Reinhard M, Roth M, Müller T, Czosnyka M, Timmer J, Hetzel A
Department of Neurology and Clinical Neurophysiology, University of Freiburg, Freiburg, Germany.
Stroke. 2003 Sep;34(9):2138-44. doi: 10.1161/01.STR.0000087788.65566.AC. Epub 2003 Aug 14.
Estimation of dynamic cerebral autoregulation from spontaneous fluctuations of arterial blood pressure (ABP) and cerebral blood flow velocity (CBFV) is an attractive monitoring option for cerebral hemodynamic impairment. We evaluated the correlation coefficient index method in patients with severe obstructive carotid disease and compared it with transfer function analysis (frequency domain approach to cerebral autoregulation) and CO2 vasomotor reactivity.
In 139 patients with severe unilateral carotid stenosis (>or=70%) or occlusion, CBFV (transcranial Doppler) and ABP (Finapres method) were recorded over 10 minutes. Correlations between systolic pressure, diastolic pressure, and mean ABP and CBFV oscillations over 1-minute epochs were averaged over 10 minutes to form the correlation coefficient indexes (Sx, Dx, Mx, respectively). Transfer function parameters (phase shift and gain between ABP and CBFV oscillations) were determined from the entire 10-minute period. CO2 reactivity was assessed by inhalation of 7% CO2.
The correlation indexes Dx and Mx were significantly higher ipsilateral to stenosis and increased with degree of stenosis, indicating increasing dependence of CBFV on ABP and thus impairment of cerebral autoregulation. Dx and Mx correlated moderately but highly significantly with transfer function parameters and CO2 reactivity and showed a good level of agreement in detecting pathological values. Patients with a small variance of the 1-minute source correlations of Dx and Mx showed clearly better correlation values. Transfer function parameters and CO2 reactivity but not Dx and Mx were significantly poorer in patients with symptomatic stenosis or occlusion.
The potential of the correlation coefficient indexes Dx and Mx in detecting hemodynamic impairment in patients with carotid stenosis is comparable to that of transfer function analysis and CO2 reactivity testing.
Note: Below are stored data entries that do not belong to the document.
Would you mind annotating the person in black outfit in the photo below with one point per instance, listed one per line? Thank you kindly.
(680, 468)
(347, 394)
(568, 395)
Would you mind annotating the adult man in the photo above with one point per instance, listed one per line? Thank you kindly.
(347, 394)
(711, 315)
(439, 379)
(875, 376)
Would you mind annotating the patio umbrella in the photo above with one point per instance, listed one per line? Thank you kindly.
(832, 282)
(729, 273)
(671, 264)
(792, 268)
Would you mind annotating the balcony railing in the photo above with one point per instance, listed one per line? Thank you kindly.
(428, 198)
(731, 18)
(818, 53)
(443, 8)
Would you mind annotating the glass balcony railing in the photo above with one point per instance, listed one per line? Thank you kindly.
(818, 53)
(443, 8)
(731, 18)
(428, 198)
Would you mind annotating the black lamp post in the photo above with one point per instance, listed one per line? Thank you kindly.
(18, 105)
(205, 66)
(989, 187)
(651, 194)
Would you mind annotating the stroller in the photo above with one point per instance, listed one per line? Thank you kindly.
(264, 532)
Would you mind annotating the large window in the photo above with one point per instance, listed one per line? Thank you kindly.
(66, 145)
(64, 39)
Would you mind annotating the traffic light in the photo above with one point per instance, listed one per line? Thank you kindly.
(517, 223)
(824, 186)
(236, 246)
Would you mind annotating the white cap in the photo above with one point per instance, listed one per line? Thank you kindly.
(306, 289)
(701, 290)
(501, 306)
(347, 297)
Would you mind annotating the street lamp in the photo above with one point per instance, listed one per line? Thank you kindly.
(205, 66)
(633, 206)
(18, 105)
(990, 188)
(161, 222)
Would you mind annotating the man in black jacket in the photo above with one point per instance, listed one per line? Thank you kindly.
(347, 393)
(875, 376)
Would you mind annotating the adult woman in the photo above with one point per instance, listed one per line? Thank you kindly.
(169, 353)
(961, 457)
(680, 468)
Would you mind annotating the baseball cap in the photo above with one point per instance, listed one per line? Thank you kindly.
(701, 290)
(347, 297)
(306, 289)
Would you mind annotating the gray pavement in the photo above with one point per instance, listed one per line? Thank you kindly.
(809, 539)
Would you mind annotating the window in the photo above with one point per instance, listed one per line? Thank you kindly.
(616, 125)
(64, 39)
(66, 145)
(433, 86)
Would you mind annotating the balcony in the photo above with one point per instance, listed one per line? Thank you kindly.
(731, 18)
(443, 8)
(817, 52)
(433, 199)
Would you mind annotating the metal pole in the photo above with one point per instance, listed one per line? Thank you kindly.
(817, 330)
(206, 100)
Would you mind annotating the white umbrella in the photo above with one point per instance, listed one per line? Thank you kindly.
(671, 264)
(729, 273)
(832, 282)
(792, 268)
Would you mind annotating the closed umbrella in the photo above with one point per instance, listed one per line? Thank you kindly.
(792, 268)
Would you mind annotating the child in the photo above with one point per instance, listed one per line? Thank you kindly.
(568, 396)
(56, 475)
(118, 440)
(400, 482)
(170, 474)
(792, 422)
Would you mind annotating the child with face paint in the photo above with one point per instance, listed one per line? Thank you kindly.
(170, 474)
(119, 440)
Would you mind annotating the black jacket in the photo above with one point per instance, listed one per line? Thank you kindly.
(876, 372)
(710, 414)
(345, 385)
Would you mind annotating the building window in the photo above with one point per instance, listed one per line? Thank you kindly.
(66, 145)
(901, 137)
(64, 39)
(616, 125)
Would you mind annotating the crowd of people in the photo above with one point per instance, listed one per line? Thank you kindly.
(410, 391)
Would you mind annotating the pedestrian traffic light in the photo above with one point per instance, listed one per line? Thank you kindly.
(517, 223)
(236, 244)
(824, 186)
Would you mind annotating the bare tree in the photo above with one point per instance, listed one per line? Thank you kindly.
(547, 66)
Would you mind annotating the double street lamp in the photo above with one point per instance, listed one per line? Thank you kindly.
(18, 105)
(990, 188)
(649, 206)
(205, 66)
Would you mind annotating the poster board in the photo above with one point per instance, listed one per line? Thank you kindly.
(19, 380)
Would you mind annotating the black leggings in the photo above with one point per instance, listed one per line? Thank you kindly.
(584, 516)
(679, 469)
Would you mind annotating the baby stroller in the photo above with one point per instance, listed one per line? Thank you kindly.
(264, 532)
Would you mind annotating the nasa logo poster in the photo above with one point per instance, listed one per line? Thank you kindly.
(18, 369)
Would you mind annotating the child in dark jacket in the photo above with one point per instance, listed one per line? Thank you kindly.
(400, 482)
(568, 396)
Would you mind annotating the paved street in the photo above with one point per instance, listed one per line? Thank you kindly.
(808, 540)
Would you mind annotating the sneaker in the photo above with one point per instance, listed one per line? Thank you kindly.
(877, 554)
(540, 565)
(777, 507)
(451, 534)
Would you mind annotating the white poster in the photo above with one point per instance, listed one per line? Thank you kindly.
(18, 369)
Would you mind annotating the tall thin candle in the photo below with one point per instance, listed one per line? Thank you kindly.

In future, a combination of various hemodynamic tests might help to identify patients at risk for ischemic events.
根据动脉血压(ABP)和脑血流速度(CBFV)的自发波动来评估动态脑自动调节功能,是监测脑血流动力学损害的一种有吸引力的方法。我们评估了重度颈动脉阻塞性疾病患者的相关系数指数法,并将其与传递函数分析(脑自动调节功能的频域分析法)和二氧化碳血管运动反应性进行比较。
对139例单侧重度颈动脉狭窄(≥70%)或闭塞患者,记录10分钟的CBFV(经颅多普勒)和ABP(Finapres法)。将收缩压、舒张压和平均ABP与1分钟时段内CBFV振荡之间的相关性在10分钟内进行平均,以形成相关系数指数(分别为Sx、Dx、Mx)。从整个10分钟时段确定传递函数参数(ABP和CBFV振荡之间的相位偏移和增益)。通过吸入7%二氧化碳评估二氧化碳反应性。
狭窄同侧的相关指数Dx和Mx显著更高,且随狭窄程度增加,表明CBFV对ABP的依赖性增加,从而脑自动调节功能受损。Dx和Mx与传递函数参数及二氧化碳反应性呈中度但高度显著相关,在检测病理值方面显示出良好的一致性。Dx和Mx的1分钟源相关性方差较小的患者,其相关性值明显更好。有症状性狭窄或闭塞的患者,传递函数参数和二氧化碳反应性显著较差,但Dx和Mx并非如此。
相关系数指数Dx和Mx在检测颈动脉狭窄患者血流动力学损害方面的潜力,与传递函数分析和二氧化碳反应性测试相当。未来,多种血流动力学测试的联合应用可能有助于识别有缺血事件风险的患者。